Playground is a penetrating, enveloping, and often brutal portrait of childhood.


Playground, Laura Wandel’s first feature, is indeed set on an actual playground, but perhaps its French title, Un Monde (a world) more accurately conveys how the Belgian director approaches this brutal coming-of-age story. She opens with a close-up of extreme, tender emotion. It is Nora’s (Maya Vanderbeque) first day at elementary school, and as she clasps onto her loving older brother Abel (Günter Duret), her worst fears seem to be confirmed: she will have to make it alone, at least until lunchtime. At child height, where the film will stay for its entire 72 minutes, the hand of her father (Karim Leklou) guides her, until he too is told he may go no further.

The recognizable misery of settling into the structure and rituals of school life is taken to a new level of abjection in Playground. The cinematography and grey, almost shiny color palette emphasize the plastic tiles and hard, cold stone that lines so many schools. From the taste of chlorine to the dampness of an autumn playground, the film skillfully evokes the heightened senses of a child. It does this through a rigid formality: almost every shot follows Nora in close up, in extreme shallow focus, as she navigates the school.

The school-yard social system is clear, but not overripe. As the kids file from lesson to lesson, through corridors, or shiver at the swimming pool, the Foucauldian prison is clearly felt. That Playground is a kind of kindergarten Son of Saul becomes clearer as Wandel reveals Nora’s hero, the biblically named Abel, is not the soccer champion he presents himself as, but the victim of vicious bullying. She immediately makes friends — but even they whisper about her brother when he wets himself. Evidently, class is also an issue — she misses out on a birthday invite, and her father doesn’t work because he is looking after his kids — but Wandel doesn’t dwell on it. Class simply isn’t a part of Nora’s understanding of her world.

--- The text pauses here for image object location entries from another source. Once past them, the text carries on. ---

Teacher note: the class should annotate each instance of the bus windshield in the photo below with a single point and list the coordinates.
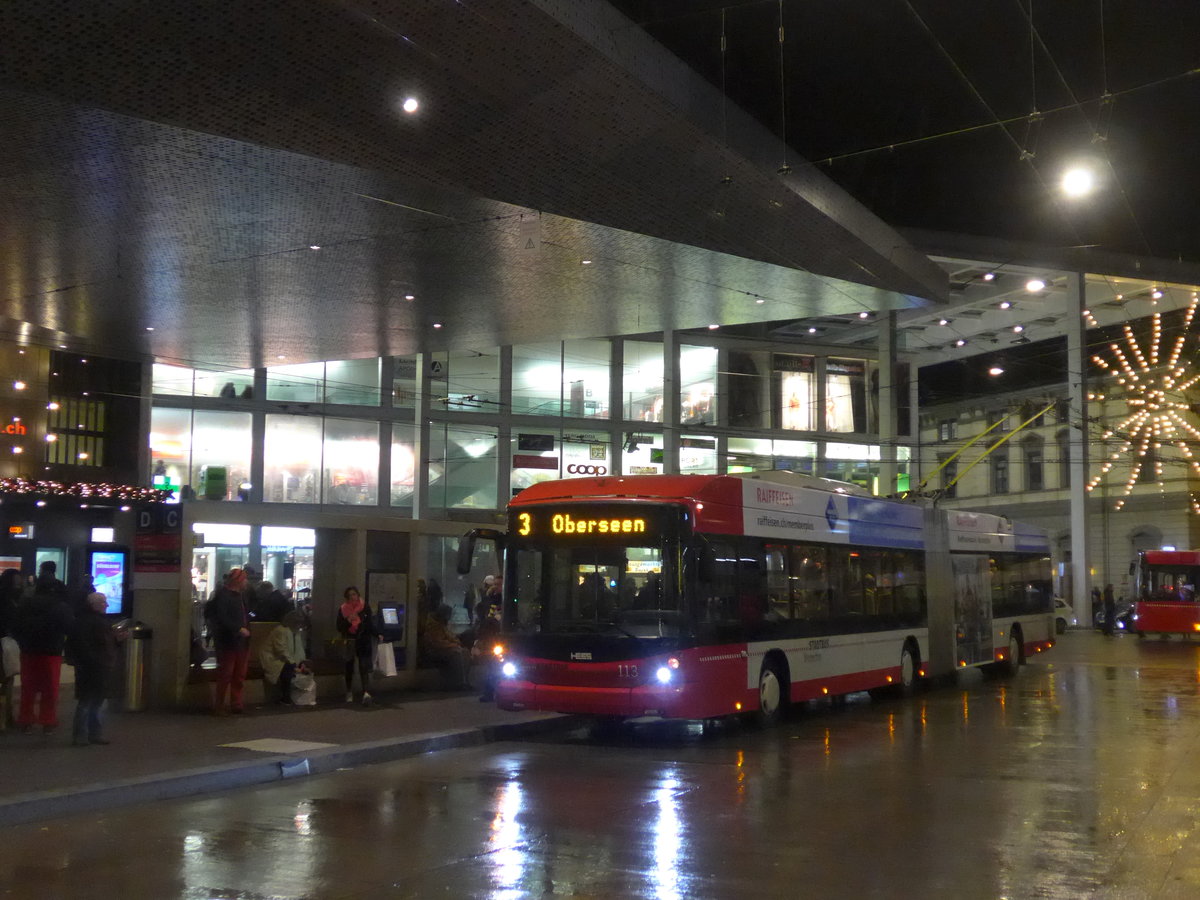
(617, 589)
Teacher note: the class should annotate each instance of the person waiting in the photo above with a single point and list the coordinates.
(283, 654)
(441, 647)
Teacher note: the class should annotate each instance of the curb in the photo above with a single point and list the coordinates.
(24, 809)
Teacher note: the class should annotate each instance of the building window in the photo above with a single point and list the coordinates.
(1000, 473)
(797, 393)
(949, 472)
(1035, 474)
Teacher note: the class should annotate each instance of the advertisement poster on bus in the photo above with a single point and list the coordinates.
(972, 609)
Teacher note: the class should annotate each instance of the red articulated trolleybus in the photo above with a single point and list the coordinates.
(695, 597)
(1164, 591)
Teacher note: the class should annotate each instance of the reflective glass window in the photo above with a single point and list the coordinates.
(466, 381)
(846, 395)
(351, 462)
(797, 391)
(697, 385)
(403, 382)
(301, 383)
(403, 465)
(292, 459)
(537, 379)
(353, 382)
(221, 447)
(642, 381)
(172, 381)
(467, 460)
(237, 383)
(586, 366)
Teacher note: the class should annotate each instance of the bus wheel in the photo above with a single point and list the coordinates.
(910, 666)
(1014, 653)
(772, 694)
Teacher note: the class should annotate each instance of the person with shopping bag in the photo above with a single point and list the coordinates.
(357, 625)
(282, 657)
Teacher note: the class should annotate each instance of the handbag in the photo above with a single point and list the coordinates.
(10, 658)
(384, 660)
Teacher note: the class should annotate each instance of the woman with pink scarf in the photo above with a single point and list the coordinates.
(357, 624)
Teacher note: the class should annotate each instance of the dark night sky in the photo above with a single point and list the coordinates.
(930, 79)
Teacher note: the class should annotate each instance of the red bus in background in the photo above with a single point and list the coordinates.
(1164, 591)
(694, 597)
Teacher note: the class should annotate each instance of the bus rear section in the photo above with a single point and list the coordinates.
(1003, 597)
(1164, 587)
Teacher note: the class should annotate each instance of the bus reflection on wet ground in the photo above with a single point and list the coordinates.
(1075, 779)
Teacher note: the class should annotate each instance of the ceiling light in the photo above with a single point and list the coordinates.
(1078, 181)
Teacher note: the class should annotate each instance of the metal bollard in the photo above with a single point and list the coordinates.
(137, 653)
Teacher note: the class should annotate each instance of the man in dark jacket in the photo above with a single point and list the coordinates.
(231, 639)
(41, 628)
(93, 648)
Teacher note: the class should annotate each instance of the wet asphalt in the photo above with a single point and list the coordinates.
(1079, 778)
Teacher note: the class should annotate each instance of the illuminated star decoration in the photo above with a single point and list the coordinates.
(1157, 413)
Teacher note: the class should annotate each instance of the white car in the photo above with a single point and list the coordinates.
(1063, 616)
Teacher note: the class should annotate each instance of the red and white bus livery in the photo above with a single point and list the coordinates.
(1164, 591)
(702, 595)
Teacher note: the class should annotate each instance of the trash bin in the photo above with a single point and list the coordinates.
(137, 657)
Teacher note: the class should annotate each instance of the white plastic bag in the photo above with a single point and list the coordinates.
(385, 660)
(10, 658)
(304, 690)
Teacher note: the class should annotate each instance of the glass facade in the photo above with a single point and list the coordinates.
(327, 457)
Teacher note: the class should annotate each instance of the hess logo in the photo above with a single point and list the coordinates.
(577, 469)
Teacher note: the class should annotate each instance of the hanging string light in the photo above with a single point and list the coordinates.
(1158, 417)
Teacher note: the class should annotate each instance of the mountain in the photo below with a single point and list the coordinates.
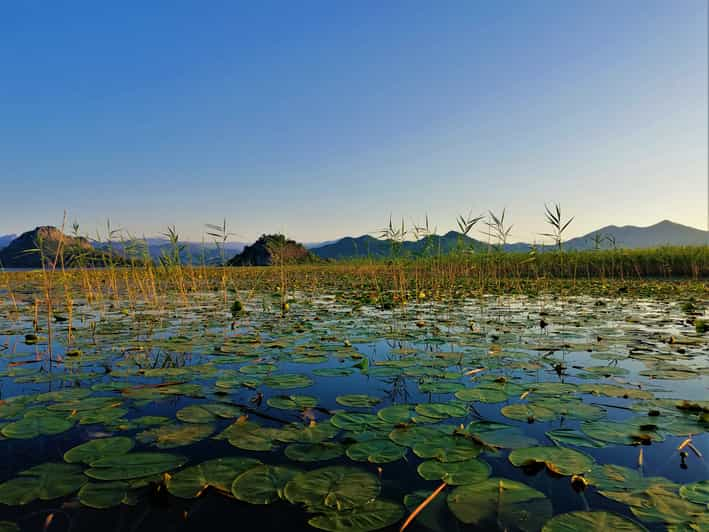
(271, 249)
(628, 236)
(631, 236)
(22, 252)
(190, 252)
(368, 246)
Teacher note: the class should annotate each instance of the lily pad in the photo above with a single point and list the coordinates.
(314, 452)
(45, 481)
(102, 495)
(373, 515)
(338, 487)
(262, 484)
(292, 402)
(357, 400)
(500, 503)
(134, 465)
(31, 427)
(377, 451)
(455, 473)
(218, 473)
(94, 449)
(559, 460)
(591, 522)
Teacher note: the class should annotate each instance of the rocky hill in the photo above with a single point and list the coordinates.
(23, 251)
(271, 250)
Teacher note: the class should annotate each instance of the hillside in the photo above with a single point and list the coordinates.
(158, 248)
(273, 249)
(634, 237)
(22, 252)
(368, 246)
(628, 237)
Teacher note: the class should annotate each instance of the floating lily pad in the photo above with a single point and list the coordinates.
(218, 473)
(134, 465)
(171, 436)
(287, 381)
(455, 473)
(373, 515)
(697, 492)
(528, 412)
(31, 427)
(377, 451)
(102, 495)
(94, 449)
(559, 460)
(314, 452)
(357, 400)
(446, 448)
(500, 503)
(45, 481)
(292, 402)
(396, 414)
(262, 484)
(591, 522)
(441, 410)
(337, 487)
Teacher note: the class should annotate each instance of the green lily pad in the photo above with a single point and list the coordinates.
(133, 465)
(355, 421)
(207, 413)
(591, 522)
(396, 414)
(218, 473)
(102, 495)
(572, 437)
(287, 381)
(500, 503)
(248, 435)
(441, 410)
(376, 451)
(528, 412)
(94, 449)
(455, 473)
(627, 432)
(357, 400)
(482, 394)
(314, 452)
(45, 481)
(31, 427)
(262, 484)
(697, 492)
(171, 436)
(499, 435)
(373, 515)
(292, 402)
(559, 460)
(446, 448)
(337, 487)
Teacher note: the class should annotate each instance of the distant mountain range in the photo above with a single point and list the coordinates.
(628, 237)
(13, 249)
(190, 252)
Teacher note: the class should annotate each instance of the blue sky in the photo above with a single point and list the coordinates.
(321, 119)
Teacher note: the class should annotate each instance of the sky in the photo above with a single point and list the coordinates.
(322, 119)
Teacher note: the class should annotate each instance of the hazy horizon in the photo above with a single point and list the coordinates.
(322, 120)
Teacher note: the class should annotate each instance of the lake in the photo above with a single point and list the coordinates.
(346, 417)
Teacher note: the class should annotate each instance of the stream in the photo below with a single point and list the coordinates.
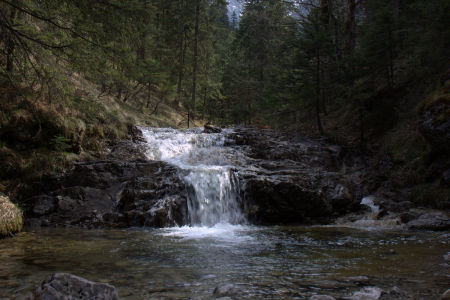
(220, 246)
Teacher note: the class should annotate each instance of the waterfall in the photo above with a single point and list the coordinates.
(207, 169)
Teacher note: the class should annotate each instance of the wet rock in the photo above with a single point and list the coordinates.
(447, 256)
(396, 293)
(68, 286)
(360, 280)
(225, 290)
(321, 297)
(446, 295)
(294, 179)
(430, 221)
(112, 194)
(445, 179)
(368, 293)
(211, 129)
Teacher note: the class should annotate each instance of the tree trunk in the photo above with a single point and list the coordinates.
(194, 73)
(181, 49)
(10, 45)
(319, 122)
(149, 95)
(204, 103)
(350, 28)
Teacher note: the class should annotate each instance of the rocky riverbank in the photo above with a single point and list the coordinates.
(285, 179)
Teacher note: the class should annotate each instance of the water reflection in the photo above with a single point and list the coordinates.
(187, 262)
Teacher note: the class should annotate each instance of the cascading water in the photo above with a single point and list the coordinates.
(206, 167)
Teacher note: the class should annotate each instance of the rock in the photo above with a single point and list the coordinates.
(446, 295)
(396, 293)
(447, 256)
(360, 280)
(68, 286)
(321, 297)
(10, 217)
(225, 290)
(211, 129)
(434, 124)
(368, 293)
(112, 194)
(295, 180)
(445, 179)
(437, 221)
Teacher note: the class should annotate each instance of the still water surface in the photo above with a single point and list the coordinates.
(263, 262)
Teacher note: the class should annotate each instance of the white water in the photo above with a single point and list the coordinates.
(207, 168)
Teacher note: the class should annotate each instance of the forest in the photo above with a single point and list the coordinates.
(76, 75)
(213, 149)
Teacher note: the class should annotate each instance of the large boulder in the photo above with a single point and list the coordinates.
(68, 286)
(292, 179)
(111, 194)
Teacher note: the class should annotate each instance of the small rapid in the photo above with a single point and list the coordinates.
(207, 167)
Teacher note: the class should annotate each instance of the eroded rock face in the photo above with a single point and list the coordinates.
(297, 180)
(438, 221)
(68, 286)
(434, 124)
(112, 194)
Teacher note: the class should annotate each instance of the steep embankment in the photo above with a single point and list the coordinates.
(407, 129)
(45, 132)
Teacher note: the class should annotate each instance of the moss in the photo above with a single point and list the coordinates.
(10, 217)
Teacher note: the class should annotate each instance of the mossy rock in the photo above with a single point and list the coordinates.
(11, 220)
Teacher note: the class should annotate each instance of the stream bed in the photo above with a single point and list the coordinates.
(262, 262)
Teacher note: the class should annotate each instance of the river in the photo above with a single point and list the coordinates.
(219, 246)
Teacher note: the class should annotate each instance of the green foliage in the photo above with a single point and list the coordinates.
(60, 143)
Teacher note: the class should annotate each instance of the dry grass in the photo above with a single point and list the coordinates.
(10, 217)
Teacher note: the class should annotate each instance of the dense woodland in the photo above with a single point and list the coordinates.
(76, 73)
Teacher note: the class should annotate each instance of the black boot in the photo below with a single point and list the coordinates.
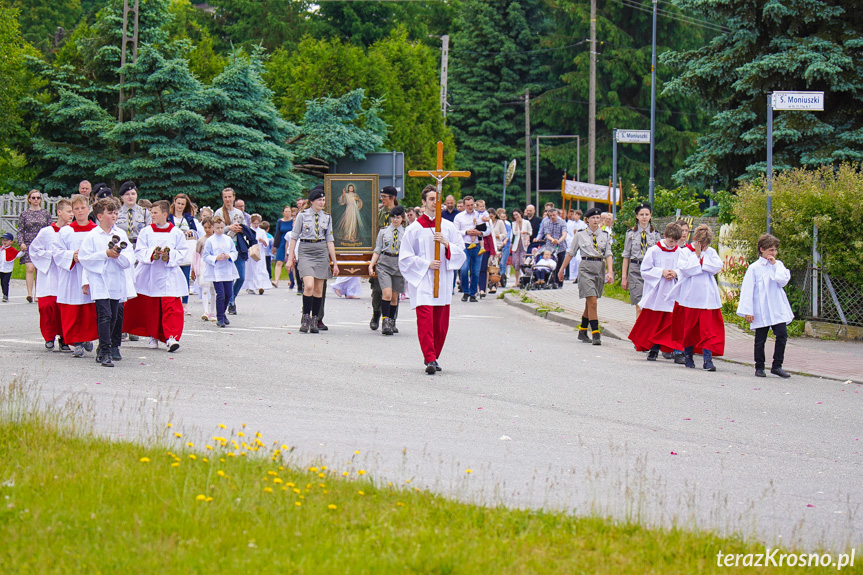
(708, 360)
(687, 357)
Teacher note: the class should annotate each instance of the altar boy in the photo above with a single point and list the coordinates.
(417, 264)
(158, 310)
(107, 256)
(77, 310)
(41, 251)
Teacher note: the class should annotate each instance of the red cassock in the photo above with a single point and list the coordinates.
(79, 322)
(699, 328)
(654, 328)
(158, 317)
(49, 318)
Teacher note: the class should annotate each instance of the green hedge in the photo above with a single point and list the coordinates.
(828, 196)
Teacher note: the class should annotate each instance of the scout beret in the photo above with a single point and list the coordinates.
(643, 206)
(317, 192)
(127, 187)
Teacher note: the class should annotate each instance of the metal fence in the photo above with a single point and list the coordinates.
(824, 297)
(11, 207)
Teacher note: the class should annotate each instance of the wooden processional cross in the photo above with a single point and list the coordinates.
(439, 176)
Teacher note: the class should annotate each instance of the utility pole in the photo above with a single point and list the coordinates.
(444, 64)
(591, 109)
(527, 145)
(123, 46)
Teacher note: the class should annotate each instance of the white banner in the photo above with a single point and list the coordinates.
(633, 136)
(798, 101)
(590, 192)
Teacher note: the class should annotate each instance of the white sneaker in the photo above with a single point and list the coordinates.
(172, 344)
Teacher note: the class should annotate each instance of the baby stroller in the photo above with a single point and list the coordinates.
(527, 281)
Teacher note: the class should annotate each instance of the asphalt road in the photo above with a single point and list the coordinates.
(540, 419)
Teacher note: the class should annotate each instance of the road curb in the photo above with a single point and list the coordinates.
(558, 317)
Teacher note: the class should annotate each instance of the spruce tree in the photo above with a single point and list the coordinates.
(491, 65)
(814, 45)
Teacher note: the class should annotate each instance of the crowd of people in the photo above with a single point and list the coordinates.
(116, 267)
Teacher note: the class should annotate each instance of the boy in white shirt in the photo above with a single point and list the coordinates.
(219, 256)
(544, 267)
(697, 321)
(77, 310)
(41, 252)
(8, 255)
(158, 310)
(765, 306)
(107, 256)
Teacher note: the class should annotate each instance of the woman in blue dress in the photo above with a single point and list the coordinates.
(283, 230)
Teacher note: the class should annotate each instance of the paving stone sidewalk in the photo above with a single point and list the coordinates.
(831, 359)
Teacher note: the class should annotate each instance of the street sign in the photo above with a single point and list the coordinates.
(798, 101)
(633, 136)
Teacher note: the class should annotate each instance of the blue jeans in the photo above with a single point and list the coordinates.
(470, 269)
(238, 283)
(187, 270)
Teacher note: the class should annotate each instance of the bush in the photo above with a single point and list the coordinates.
(830, 197)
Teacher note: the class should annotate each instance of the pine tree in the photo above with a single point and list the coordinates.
(491, 65)
(812, 45)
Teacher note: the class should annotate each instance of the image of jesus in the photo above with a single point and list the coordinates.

Wandel’s aesthetic strategy has its limitations, however. As Abel’s suffering reaches morbid heights, there are times that the viewer could do with seeing the faces and subtle reactions of players on this playground world. An angelic teaching assistant who offers protection, like a Bresson woman, is employed to give Nora a spiritual glimpse of the peace within playground walls. At other times, a reliance on obvious visuals like diving underwater to show a state of limbo and turmoil does little more than link scenes of pain together. When Nora spots Abel being stuffed into a bin by relentless bullies, she covers her eyes with a sheet, pretending not to see, in a self-conscious reference to the film’s entire style.

What sticks in Playground, ultimately, are the small details that capture childhood activity and behavior. How gravel in an eye feels like the worst thing in the world — until it isn’t, as one sees when the film cuts from tears on the playground to laughter in the lunchroom. How placing leaves around a bird, dead in a sandpit, or aimlessly digging holes in the ground, get the children closer to understanding death, life, and the earth itself. These moments offer a balance to the cruelty of Wandel’s world. By the time Nora begins to don a denim jacket in the film’s second half, she begins to resemble one of Pialat’s working-class rebels. Even if Playground is no L’Enfance nue, Wandel’s film burrows right into the mind of its characters, leaving you gasping for air.